With the trial and error of various pens, I found I preferred the EF nibs and unfortunately, the Metropolitans finest nib was a Fine. What I failed to understand at the time was that not all similar size nibs are created equal depending on the country they are made, and because of that, I placed the Metropolitans in a drawer and forgot all about them.
After reading a suggestion Cathy Johnson made to a beginner asking what pen she should start out with, I decided to bring one of my Metropolitans back out and give it another try. Cathy explained that she found the Metropolitan to write smoother than other pens many people choose to use (to include me) and was one of her favorites.
Following a day of playing, I have to agree.

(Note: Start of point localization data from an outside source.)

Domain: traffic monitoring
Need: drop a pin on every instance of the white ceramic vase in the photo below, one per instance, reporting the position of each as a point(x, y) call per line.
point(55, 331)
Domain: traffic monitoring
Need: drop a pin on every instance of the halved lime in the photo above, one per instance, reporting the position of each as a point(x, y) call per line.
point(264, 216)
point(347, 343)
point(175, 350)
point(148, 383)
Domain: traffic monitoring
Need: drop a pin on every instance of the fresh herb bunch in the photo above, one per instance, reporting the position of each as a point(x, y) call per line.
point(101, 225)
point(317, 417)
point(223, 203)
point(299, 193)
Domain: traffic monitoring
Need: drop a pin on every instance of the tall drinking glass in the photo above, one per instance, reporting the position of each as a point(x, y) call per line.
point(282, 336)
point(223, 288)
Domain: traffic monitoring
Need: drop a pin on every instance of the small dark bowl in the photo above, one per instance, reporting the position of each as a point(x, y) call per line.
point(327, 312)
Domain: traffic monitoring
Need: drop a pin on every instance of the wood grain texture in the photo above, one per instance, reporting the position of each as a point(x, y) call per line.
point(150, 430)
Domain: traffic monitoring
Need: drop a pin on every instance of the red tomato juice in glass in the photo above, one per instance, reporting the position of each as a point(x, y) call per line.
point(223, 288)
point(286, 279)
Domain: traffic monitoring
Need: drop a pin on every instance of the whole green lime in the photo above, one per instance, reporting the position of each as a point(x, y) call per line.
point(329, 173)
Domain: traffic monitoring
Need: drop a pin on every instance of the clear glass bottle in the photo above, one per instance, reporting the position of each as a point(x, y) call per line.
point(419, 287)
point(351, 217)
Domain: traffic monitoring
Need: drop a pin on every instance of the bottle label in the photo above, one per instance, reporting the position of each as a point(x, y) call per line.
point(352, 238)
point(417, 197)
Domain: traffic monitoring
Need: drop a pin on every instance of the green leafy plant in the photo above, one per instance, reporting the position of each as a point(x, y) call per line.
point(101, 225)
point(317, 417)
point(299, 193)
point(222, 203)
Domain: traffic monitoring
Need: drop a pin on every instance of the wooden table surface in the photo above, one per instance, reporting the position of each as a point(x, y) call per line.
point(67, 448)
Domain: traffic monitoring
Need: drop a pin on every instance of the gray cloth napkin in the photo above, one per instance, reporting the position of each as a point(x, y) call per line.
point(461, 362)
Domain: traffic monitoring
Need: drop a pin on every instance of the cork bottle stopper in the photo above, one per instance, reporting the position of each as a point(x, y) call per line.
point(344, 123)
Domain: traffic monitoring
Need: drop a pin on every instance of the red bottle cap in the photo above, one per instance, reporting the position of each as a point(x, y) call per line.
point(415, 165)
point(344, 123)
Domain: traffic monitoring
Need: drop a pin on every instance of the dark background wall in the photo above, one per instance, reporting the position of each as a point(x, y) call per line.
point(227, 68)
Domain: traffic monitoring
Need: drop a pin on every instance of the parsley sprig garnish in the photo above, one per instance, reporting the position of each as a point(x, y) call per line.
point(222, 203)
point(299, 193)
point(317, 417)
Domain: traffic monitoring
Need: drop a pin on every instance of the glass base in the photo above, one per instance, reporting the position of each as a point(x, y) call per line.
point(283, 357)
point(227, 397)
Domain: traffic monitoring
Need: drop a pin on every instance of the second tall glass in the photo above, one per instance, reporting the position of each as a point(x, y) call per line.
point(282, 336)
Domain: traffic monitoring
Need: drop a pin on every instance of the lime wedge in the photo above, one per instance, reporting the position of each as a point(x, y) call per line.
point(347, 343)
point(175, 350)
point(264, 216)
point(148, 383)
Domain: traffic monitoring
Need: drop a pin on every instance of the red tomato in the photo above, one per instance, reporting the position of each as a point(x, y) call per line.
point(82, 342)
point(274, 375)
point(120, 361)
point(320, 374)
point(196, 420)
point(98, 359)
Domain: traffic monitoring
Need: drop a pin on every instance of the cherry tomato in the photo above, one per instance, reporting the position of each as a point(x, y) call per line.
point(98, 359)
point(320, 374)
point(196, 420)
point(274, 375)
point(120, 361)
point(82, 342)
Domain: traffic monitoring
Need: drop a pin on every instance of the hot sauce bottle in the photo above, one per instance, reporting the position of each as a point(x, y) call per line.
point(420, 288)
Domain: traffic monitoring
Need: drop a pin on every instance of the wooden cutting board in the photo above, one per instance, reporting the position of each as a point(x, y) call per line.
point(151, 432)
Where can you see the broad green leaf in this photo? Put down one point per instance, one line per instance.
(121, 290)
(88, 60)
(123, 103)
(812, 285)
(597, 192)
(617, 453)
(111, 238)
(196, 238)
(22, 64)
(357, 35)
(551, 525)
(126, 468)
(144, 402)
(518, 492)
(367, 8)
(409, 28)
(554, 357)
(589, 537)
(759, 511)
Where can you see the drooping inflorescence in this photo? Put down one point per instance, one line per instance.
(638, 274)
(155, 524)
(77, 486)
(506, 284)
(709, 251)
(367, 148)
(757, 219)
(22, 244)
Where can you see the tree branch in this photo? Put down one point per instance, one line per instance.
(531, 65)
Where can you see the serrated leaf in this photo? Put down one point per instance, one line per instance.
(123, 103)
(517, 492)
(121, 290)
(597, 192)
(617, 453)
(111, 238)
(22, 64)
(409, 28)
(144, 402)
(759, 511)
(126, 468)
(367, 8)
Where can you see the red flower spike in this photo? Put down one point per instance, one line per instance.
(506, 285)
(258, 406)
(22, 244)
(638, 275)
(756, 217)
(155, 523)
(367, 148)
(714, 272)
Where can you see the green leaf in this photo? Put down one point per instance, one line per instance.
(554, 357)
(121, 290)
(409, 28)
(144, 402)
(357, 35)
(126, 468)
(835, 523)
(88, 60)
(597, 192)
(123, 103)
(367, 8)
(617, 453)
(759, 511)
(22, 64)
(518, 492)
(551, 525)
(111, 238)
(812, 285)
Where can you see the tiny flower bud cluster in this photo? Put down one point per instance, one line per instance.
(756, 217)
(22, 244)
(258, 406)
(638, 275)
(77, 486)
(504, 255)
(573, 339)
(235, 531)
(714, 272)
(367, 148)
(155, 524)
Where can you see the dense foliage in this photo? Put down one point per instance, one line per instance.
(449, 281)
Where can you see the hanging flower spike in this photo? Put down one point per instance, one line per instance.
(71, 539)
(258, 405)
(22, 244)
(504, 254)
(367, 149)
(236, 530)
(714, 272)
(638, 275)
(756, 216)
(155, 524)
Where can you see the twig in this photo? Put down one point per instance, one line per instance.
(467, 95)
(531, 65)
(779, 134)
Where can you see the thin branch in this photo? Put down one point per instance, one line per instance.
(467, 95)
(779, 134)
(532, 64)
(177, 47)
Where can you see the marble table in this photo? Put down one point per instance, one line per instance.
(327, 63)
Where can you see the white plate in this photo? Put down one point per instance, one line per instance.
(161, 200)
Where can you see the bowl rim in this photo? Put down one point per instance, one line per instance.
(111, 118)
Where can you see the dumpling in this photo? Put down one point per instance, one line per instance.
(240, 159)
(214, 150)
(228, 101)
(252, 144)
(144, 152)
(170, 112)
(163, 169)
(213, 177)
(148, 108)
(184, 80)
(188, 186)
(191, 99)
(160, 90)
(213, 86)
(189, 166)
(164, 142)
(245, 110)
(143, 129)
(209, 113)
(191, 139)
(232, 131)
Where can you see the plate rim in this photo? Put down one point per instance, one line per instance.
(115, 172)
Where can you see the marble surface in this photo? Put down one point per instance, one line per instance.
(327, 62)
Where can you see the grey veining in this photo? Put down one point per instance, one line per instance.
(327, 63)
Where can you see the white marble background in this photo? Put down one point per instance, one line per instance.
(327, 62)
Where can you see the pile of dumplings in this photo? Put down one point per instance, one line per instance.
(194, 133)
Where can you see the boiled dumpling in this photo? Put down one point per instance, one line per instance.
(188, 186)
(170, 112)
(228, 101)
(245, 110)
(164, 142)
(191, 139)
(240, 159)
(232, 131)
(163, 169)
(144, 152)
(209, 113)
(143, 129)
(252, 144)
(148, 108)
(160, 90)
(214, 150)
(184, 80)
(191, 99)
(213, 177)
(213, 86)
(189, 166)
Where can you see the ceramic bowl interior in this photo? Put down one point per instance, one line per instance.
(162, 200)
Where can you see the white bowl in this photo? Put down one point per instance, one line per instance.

The Fine on the Metropolitan lays down a line as fine as the Lamy EF nib. I found it to be smooth even on Fabriano Soft paper my Lamy struggles moving across. I was pleasantly surprised and may have found a new favorite.
While playing with the pen, I also decided to load it with Noodler's #41 Brown to compare with my other De Atramentis Document Brown ink.
This next was worked on Stonehenge Aqua 140lb watercolor paper which has a smoother surface than the Fabriano Soft. The pen just seemed to glide across the paper.
I first worked an initial outline of the flowers/petals leaving the inside line marks to later. I wanted to see how the nib would lay down the ink over dried watercolor. I have found that most often, ink applied afterwards appears to be thicker and darker. It could be the ink....could be the nib........could be a combination of both....I don't know but I liked how it worked out with this pen and ink combination. I was able to obtain lines that didn't overly stand out as has happened with other sketches where I applied ink after the color dried.